I am trying to do an inception layer, but it only works if the convolution strides, pool strides and pool size are the same, otherwise I get an error in
tf.concat
that Dimesion 1 is not the same. So If I change something in the last three tuples, I get the error.
conv1 = conv2d_maxpool(x, 64, (5, 5), (1, 1), (2, 2), (2, 2))
conv2 = conv2d_maxpool(x, 64, (4, 4), (1, 1), (2, 2), (2, 2))
conv3 = conv2d_maxpool(x, 32, (2, 2), (1, 1), (2, 2), (2, 2))
conv4 = conv2d_maxpool(x, 32, (1, 1), (1, 1), (2, 2), (2, 2))
conv = tf.concat([conv1, conv2, conv3, conv4], 3)
For example, this is the error I get if I change the 5x5 filter to have strides 3:
conv1 = conv2d_maxpool(x, 64, (5, 5), (3, 3), (2, 2), (2, 2))
Dimension 1 in both shapes must be equal, but are 6 and 16 for 'concat' (op: 'ConcatV2') with input shapes: [?,6,6,64], [?,16,16,64], [?,16,16,32], [?,16,16,32], [].
This is the conv2d_maxpool function:
def conv2d_maxpool(x_tensor, conv_num_outputs, conv_ksize, conv_strides, pool_ksize, pool_strides):
"""
Apply convolution then max pooling to x_tensor
:param x_tensor: TensorFlow Tensor
:param conv_num_outputs: Number of outputs for the convolutional layer
:param conv_strides: Stride 2-D Tuple for convolution
:param pool_ksize: kernal size 2-D Tuple for pool
:param pool_strides: Stride 2-D Tuple for pool
: return: A tensor that represents convolution and max pooling of x_tensor
"""
# TODO: Implement Function
weights = tf.Variable(tf.truncated_normal(
shape = [*conv_ksize, int(x_tensor.get_shape().dims[3]), conv_num_outputs],
mean = 0.0,
stddev=0.1,
dtype=tf.float32))
bias = tf.Variable(tf.zeros(conv_num_outputs))

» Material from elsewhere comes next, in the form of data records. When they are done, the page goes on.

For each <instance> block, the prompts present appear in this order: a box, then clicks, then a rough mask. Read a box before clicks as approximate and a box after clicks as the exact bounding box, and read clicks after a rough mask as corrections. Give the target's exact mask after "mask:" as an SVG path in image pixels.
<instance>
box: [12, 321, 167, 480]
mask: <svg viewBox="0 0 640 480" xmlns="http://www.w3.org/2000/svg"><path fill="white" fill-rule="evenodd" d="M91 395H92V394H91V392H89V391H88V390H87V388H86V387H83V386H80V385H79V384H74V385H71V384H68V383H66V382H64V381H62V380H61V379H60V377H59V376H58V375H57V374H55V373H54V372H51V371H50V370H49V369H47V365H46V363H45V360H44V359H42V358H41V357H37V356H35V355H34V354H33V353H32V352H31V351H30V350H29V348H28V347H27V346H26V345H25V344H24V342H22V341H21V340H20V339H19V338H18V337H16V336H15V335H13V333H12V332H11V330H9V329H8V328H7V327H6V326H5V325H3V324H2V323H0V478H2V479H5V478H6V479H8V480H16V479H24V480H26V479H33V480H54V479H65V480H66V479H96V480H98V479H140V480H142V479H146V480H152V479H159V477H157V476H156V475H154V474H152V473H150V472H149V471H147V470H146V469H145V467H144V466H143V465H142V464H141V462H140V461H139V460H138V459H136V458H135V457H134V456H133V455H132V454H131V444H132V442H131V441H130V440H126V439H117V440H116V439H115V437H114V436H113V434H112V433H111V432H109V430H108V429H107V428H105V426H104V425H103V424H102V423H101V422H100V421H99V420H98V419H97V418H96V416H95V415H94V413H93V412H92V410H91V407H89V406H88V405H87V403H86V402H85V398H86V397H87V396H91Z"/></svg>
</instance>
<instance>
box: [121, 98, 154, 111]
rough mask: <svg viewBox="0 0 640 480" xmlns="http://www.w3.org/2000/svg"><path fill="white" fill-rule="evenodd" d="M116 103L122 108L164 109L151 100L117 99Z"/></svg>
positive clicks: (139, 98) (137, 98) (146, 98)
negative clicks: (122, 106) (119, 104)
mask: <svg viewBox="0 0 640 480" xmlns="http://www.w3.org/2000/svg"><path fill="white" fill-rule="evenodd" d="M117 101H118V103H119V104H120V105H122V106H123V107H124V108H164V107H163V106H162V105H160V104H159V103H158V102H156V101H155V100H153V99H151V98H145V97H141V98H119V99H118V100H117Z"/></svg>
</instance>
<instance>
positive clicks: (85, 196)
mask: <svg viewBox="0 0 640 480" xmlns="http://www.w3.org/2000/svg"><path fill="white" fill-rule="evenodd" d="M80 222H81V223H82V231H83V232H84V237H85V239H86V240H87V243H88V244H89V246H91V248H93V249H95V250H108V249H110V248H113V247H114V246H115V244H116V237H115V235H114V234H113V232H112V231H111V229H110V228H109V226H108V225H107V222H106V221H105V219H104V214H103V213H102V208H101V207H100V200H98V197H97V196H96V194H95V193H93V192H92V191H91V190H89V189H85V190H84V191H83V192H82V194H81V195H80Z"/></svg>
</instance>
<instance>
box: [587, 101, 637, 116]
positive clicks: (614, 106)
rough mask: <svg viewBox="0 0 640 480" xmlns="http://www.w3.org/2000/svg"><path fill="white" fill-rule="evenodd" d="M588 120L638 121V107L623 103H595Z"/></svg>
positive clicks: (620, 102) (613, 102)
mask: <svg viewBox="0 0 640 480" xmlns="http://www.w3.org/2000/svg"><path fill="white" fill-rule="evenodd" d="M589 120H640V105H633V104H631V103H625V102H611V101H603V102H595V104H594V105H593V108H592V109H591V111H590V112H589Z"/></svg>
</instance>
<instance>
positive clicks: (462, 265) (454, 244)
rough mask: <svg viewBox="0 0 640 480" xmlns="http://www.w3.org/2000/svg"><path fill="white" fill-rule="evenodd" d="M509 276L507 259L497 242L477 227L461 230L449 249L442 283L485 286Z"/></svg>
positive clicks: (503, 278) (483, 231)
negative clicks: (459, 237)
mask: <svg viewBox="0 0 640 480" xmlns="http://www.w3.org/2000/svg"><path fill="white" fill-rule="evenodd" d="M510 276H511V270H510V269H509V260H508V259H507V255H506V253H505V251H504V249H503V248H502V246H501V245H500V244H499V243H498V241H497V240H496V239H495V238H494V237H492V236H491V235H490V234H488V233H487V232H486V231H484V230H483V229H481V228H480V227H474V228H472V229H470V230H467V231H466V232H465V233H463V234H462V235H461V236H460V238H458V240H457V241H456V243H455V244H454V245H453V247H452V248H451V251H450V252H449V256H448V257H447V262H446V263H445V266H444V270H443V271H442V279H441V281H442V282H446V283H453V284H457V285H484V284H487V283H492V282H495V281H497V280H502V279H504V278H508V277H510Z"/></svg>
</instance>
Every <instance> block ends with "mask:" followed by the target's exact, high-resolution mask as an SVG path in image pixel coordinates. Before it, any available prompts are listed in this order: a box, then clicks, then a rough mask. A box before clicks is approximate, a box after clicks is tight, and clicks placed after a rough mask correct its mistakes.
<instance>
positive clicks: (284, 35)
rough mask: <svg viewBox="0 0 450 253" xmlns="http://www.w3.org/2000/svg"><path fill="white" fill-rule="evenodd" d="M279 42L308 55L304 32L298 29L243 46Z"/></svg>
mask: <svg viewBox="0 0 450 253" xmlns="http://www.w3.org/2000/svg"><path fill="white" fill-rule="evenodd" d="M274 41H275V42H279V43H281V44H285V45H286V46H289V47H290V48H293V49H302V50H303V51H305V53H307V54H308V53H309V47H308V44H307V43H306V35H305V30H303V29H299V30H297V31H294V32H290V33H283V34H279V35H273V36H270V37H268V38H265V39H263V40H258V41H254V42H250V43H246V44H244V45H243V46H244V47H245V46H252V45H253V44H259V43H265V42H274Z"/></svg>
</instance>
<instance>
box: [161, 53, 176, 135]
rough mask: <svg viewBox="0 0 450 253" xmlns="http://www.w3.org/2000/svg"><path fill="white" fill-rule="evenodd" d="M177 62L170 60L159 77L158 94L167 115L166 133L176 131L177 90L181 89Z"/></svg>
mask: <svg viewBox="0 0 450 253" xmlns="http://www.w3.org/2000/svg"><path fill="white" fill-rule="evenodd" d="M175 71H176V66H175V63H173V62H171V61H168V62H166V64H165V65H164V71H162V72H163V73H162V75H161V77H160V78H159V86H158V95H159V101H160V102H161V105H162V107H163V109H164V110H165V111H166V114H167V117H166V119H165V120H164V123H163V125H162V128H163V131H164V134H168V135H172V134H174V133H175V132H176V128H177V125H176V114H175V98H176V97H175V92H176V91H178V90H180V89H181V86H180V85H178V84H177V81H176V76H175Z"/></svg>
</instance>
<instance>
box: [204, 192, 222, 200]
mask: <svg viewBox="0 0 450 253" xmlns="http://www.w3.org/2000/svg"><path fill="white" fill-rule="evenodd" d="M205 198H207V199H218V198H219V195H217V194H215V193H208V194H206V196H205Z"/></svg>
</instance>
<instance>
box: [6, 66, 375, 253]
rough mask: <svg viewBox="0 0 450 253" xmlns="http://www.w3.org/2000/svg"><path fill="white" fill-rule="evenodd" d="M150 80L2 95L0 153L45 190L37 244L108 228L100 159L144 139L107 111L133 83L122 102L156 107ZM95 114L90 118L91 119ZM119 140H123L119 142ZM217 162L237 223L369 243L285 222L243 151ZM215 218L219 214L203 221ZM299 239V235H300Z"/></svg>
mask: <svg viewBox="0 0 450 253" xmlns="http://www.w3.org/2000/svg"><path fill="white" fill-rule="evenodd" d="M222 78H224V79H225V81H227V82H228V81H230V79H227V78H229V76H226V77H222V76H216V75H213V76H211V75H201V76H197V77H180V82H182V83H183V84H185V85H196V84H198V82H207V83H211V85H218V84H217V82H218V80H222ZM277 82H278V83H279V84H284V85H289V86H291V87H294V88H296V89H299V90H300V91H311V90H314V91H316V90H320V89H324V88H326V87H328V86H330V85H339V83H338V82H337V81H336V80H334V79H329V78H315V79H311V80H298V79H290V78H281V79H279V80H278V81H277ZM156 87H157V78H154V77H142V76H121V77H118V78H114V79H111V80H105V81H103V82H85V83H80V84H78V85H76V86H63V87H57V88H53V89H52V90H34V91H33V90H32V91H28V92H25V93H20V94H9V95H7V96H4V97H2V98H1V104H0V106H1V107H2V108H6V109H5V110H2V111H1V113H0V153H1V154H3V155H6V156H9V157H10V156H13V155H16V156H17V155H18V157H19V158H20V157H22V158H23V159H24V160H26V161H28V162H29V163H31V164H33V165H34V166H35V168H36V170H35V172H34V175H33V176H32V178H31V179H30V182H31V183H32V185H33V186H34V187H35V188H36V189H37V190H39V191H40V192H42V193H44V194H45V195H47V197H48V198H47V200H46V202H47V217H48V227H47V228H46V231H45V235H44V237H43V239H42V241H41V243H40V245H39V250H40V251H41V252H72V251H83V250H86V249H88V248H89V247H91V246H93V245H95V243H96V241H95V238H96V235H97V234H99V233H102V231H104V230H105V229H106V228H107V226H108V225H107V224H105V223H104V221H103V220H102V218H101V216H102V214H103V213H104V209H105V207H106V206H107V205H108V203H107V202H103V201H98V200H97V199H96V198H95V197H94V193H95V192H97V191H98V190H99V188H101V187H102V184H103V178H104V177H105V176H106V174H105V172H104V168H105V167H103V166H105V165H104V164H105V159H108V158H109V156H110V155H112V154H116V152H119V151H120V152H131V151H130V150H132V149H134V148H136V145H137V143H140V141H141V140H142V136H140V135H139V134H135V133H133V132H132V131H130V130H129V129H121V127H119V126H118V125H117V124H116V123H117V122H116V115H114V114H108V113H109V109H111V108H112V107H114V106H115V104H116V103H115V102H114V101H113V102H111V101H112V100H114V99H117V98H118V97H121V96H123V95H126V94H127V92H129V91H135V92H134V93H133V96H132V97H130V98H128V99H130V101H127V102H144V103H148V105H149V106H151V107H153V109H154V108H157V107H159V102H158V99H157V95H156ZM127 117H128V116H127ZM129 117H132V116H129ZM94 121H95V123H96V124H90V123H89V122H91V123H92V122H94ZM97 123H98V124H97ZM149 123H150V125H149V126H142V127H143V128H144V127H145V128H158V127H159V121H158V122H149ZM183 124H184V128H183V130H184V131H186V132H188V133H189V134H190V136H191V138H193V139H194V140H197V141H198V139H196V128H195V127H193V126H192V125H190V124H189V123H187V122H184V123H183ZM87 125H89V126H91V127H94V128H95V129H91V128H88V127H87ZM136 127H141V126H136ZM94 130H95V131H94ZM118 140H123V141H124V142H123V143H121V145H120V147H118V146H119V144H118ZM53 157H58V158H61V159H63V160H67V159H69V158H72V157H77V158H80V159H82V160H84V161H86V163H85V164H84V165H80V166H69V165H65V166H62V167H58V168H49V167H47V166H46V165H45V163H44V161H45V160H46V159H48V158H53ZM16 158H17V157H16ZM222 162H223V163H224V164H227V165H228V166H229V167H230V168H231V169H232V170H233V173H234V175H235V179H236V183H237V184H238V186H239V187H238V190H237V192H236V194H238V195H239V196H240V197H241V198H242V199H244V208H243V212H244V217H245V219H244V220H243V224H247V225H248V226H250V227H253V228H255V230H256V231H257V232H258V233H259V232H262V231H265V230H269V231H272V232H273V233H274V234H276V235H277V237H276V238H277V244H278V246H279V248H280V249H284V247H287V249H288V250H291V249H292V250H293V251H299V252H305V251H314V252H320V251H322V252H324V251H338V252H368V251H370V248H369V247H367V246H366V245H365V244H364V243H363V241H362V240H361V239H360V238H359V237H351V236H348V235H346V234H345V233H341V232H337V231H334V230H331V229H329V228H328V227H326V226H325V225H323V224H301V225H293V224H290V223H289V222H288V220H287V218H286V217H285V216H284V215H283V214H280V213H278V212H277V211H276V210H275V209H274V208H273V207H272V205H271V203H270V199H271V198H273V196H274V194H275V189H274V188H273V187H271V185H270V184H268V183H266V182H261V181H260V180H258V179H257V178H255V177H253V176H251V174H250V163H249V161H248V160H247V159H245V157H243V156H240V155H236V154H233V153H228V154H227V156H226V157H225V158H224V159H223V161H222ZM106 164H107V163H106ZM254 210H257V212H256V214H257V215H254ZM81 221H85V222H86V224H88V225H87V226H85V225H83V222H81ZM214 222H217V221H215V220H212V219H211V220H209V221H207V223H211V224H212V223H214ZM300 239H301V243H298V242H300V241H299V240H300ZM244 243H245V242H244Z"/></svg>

conv_layer = tf.nn.conv2d(x_tensor, weights, strides=[1, *conv_strides, 1], padding='SAME')
conv_layer = tf.nn.bias_add(conv_layer, bias)
conv_layer = tf.nn.relu(conv_layer)
conv_layer_max_pool = tf.nn.max_pool(conv_layer, ksize=[1, *pool_ksize, 1], strides=[1, *pool_strides, 1], padding='SAME')
return conv_layer_max_pool
How can I combine convolution filters with different strides and/or different pooling to create an inception layer?